= Raymond Beckman =

American soccer player

Raymond Paul "Ray" Beckman (June 30, 1925 – July 13, 2011) was an American soccer player who was a member of the 1948 U.S. Olympic soccer team. He also earned two caps with the U.S. national team that year.

Born in St. Louis, Missouri, Beckman joined the U.S. Navy during World War II. He served as an electrician aboard the hospital ship USS Comfort, and survived a 1945 kamikaze attack that killed 30 and wounded 48. After the war, he returned to St. Louis where he worked as a firefighter for 18 years until he was injured while fighting a fire.
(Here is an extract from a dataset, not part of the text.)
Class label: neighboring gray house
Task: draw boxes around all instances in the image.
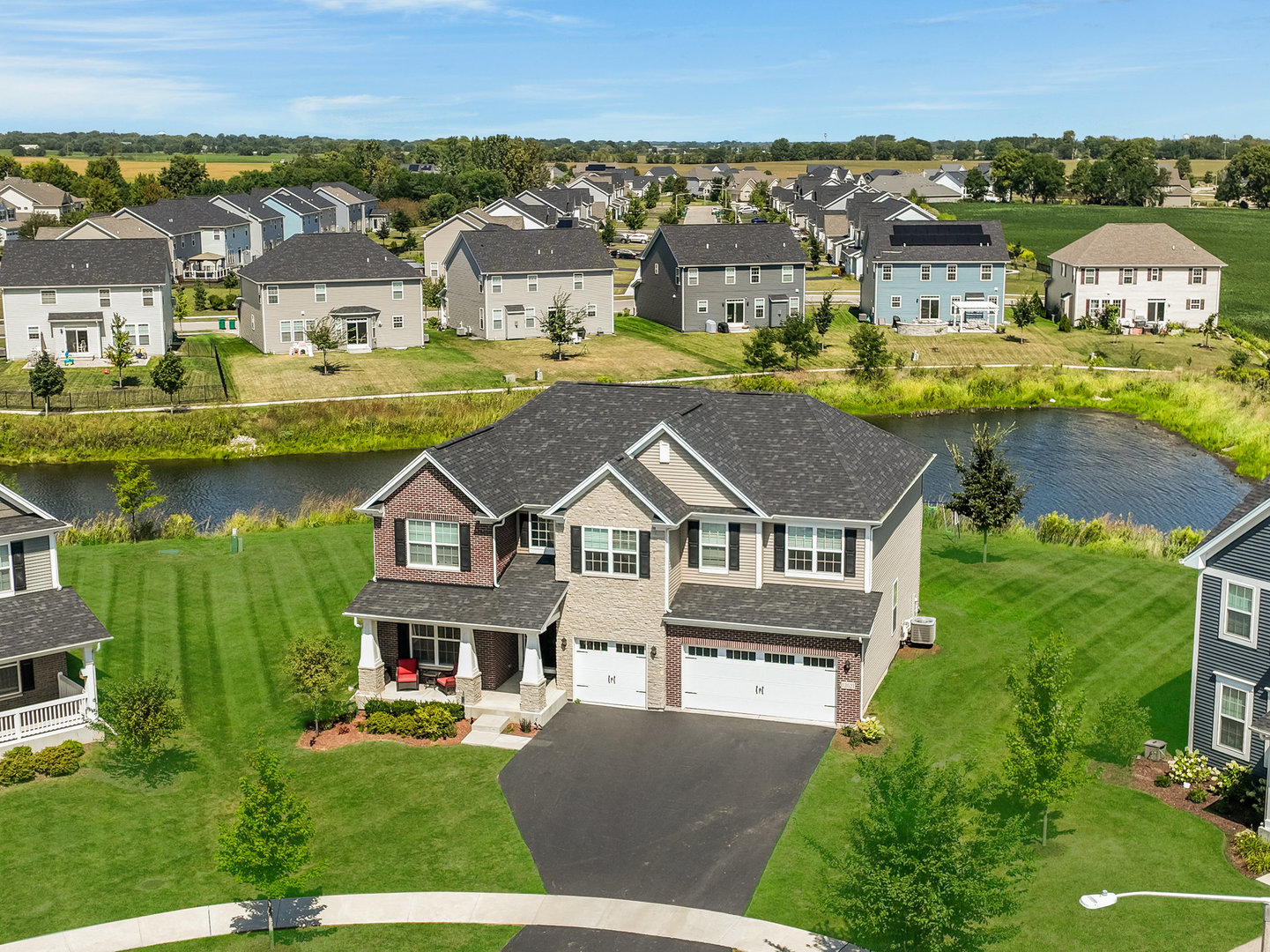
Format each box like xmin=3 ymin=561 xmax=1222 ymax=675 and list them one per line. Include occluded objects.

He also played soccer in the St. Louis leagues. In 1948, Beckman was playing for De Andries in the St. Louis Major League when he was selected for the U.S. soccer team that competed at the Summer Olympics. He played all 90 minutes in the 9–0 loss to Italy that eliminated the U.S. from the tournament. After the Olympics, the U.S. played two full internationals, an 11–0 loss to Norway, followed by a 5–0 loss to Northern Ireland on August 11, 1948.

In 1949, he began coaching high school soccer at John Burroughs School. He was inducted into the St. Louis Soccer Hall of Fame in 1980. He retired from JBS in 2000 after 51 years of coaching.

A soccer tournament and stadium are named for Beckman, honoring his contributions to soccer in St. Louis.